昨日は朝から高岡市へ出かけました。目的は高岡城址内にある高岡市立博物館の常設展リニューアル講演会に参加するためですが、先日同日に伏木で現地説明会があることを知り、ついでに参加してきました。
高岡市伏木は富山湾へと注ぐ小矢部川の河口左岸の伏木台地に立地する越中国の国府のあった場所ですが、後に、中世城郭の古国府城へと変遷し、勝興寺が建てられた土地です。
現地説明会には朝から大勢の人が集まっていました。前日までの大雨で地面はぬかるみができ、水溜りもできていた影響で、説明は5人程度の単位で随時開催されました。個人住宅建設に伴う調査で、一部は建設によって破壊されてしまう可能性があるということで残念ですが、すでに周りは住宅や農地で利用され、土塁の一部もすでにない状態でした。それでも残っている一部からその大規模な中世城郭の存在を想像することはできました。
また、今回の調査で、本郭と土塁、堀からとなる単郭の遺構と考えられていた今回の遺構跡が、実は腰曲輪を持つ複郭遺構であったことが確認されました。
説明会を終え、先日講演会を聞いた前田利長墓地へ行きましたが、すでに発掘調査の後はありませんでした。
高岡市立博物館は高岡市と福岡町の合併により、常設展を今年7月にリニューアルしました。旧高岡市中心だった展示は木舟城などを含めて中世を中心に展示替えされていました。入場料は無料なので、高岡城址へ行かれたときはぜひ寄ってください。

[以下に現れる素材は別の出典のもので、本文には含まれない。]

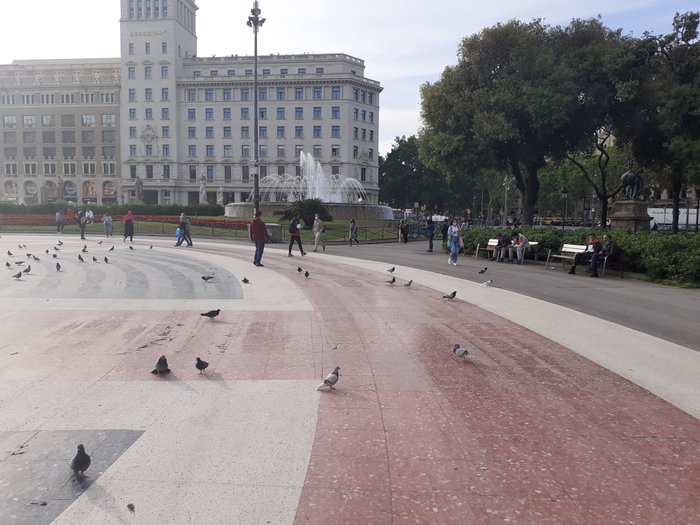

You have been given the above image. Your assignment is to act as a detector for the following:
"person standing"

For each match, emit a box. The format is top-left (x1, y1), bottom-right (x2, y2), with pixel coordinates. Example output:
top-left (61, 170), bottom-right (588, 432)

top-left (56, 210), bottom-right (65, 233)
top-left (312, 213), bottom-right (326, 252)
top-left (447, 219), bottom-right (461, 266)
top-left (287, 216), bottom-right (306, 257)
top-left (348, 219), bottom-right (360, 247)
top-left (122, 210), bottom-right (134, 242)
top-left (425, 217), bottom-right (435, 252)
top-left (249, 211), bottom-right (269, 266)
top-left (102, 211), bottom-right (113, 237)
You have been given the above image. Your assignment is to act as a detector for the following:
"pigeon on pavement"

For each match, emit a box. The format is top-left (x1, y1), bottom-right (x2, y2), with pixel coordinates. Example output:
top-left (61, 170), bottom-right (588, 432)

top-left (199, 308), bottom-right (221, 321)
top-left (194, 357), bottom-right (209, 374)
top-left (316, 366), bottom-right (340, 390)
top-left (70, 445), bottom-right (90, 482)
top-left (452, 345), bottom-right (469, 357)
top-left (151, 355), bottom-right (170, 375)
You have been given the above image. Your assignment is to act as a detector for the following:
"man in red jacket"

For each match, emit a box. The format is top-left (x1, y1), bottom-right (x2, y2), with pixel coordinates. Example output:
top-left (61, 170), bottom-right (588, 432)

top-left (250, 211), bottom-right (269, 266)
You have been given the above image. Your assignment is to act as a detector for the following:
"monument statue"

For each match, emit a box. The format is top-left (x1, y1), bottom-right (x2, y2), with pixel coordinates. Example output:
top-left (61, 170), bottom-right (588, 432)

top-left (620, 171), bottom-right (644, 201)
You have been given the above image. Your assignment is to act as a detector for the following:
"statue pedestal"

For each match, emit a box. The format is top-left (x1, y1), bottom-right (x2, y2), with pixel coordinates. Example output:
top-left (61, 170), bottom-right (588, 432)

top-left (610, 200), bottom-right (651, 232)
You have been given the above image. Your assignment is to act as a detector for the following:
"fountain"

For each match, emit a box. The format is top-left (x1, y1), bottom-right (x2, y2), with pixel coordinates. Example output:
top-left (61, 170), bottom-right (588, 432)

top-left (226, 152), bottom-right (393, 220)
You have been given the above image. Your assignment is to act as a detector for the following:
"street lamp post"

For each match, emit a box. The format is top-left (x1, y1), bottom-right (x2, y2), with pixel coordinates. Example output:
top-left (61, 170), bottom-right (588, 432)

top-left (561, 188), bottom-right (569, 230)
top-left (247, 0), bottom-right (265, 214)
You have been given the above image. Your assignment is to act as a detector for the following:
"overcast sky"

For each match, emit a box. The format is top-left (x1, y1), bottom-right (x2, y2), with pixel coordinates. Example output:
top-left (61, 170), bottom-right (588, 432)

top-left (0, 0), bottom-right (699, 155)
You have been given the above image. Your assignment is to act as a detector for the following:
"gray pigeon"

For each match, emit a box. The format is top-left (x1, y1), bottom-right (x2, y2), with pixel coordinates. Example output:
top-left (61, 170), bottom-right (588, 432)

top-left (316, 366), bottom-right (340, 390)
top-left (452, 345), bottom-right (469, 357)
top-left (151, 355), bottom-right (170, 375)
top-left (70, 445), bottom-right (90, 482)
top-left (194, 357), bottom-right (209, 374)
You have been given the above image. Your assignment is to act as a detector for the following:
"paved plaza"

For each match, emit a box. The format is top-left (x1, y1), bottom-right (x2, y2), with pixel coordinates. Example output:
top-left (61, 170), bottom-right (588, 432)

top-left (0, 234), bottom-right (700, 525)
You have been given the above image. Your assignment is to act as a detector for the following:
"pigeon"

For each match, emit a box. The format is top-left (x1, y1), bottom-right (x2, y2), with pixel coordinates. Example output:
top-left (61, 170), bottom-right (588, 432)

top-left (316, 366), bottom-right (340, 390)
top-left (151, 355), bottom-right (170, 375)
top-left (194, 357), bottom-right (209, 374)
top-left (199, 309), bottom-right (221, 321)
top-left (70, 445), bottom-right (90, 483)
top-left (452, 345), bottom-right (469, 357)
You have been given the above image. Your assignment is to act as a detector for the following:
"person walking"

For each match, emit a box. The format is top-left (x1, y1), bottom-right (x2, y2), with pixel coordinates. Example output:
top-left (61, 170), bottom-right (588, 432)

top-left (122, 210), bottom-right (134, 242)
top-left (102, 211), bottom-right (114, 237)
top-left (348, 219), bottom-right (360, 247)
top-left (312, 213), bottom-right (326, 252)
top-left (287, 216), bottom-right (306, 257)
top-left (248, 211), bottom-right (270, 266)
top-left (447, 219), bottom-right (461, 266)
top-left (425, 217), bottom-right (435, 252)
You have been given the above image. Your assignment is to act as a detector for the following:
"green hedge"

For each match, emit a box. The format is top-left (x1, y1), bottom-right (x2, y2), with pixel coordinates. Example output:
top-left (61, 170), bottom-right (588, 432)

top-left (0, 203), bottom-right (224, 217)
top-left (464, 226), bottom-right (700, 287)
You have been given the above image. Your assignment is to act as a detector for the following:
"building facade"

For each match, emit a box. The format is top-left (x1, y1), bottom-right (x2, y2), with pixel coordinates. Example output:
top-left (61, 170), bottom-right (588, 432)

top-left (0, 0), bottom-right (382, 209)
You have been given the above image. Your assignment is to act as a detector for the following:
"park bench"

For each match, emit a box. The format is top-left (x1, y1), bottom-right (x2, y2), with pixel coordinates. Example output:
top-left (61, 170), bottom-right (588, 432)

top-left (474, 239), bottom-right (540, 261)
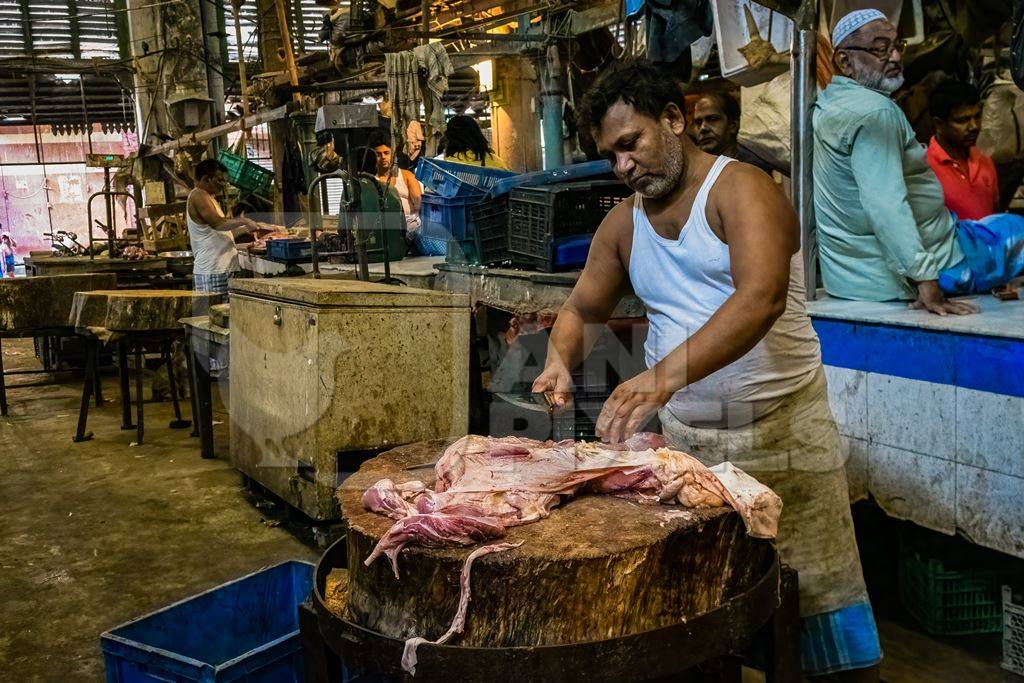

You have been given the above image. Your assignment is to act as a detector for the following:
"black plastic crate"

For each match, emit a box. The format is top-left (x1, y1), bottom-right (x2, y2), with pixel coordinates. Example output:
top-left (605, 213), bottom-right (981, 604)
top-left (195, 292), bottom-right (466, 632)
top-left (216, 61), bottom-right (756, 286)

top-left (469, 195), bottom-right (510, 265)
top-left (508, 180), bottom-right (632, 272)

さて、リニューアルを記念して3回の講演会が予定されていましたが、今回は最終3回目で、氷見市史など郷土史編纂に尽力されてきた久保尚文氏によって「高岡市域の中世史 -荘園と武士を中心に-」というテーマで講演がなされました。
ひとつ分かったことは、富山県には中世の歴史がほとんどないのは、今まで生活の跡がないからだと思っていましたが、実は古文書がないからだということです。県内に残る一番古い古文書は1350年頃、次は1400年代終わりということで、すっぽりと前田家が入ってくるまでの歴史が検証できない状態だそうです。
原因のひとつは足利尊氏と対立した部将桃井直常の本拠が越中であったため、敗軍のさだめとして関連文書はことごとく廃棄されたためだとか。
興味ある話としては、1585年11月29日に白川地方を震源とするマグニチュード8.1クラスの地震があったことに関連して、越中の歴史がいろいろと結びつくという事実。木舟が陥没して木舟城が廃城となった年が1985年。神通川は当時東西2本の支流があって、このときに西側がひあがったのではないか。秀吉が佐々成政の遠征を始めたのが1985年、成政の降伏が1586年だったことに影響したのではないか。ただし、どれも定説にはなっていませんが。ひとつの地震が歴史的出来事に深くかかわっている可能性を示唆する例でしょう。
古文書がないだけに正確な歴史が構成できないという事実とは裏腹に、古文書がないのでさまざまな想像ができるという事実。歴史の面白いところではないでしょうか。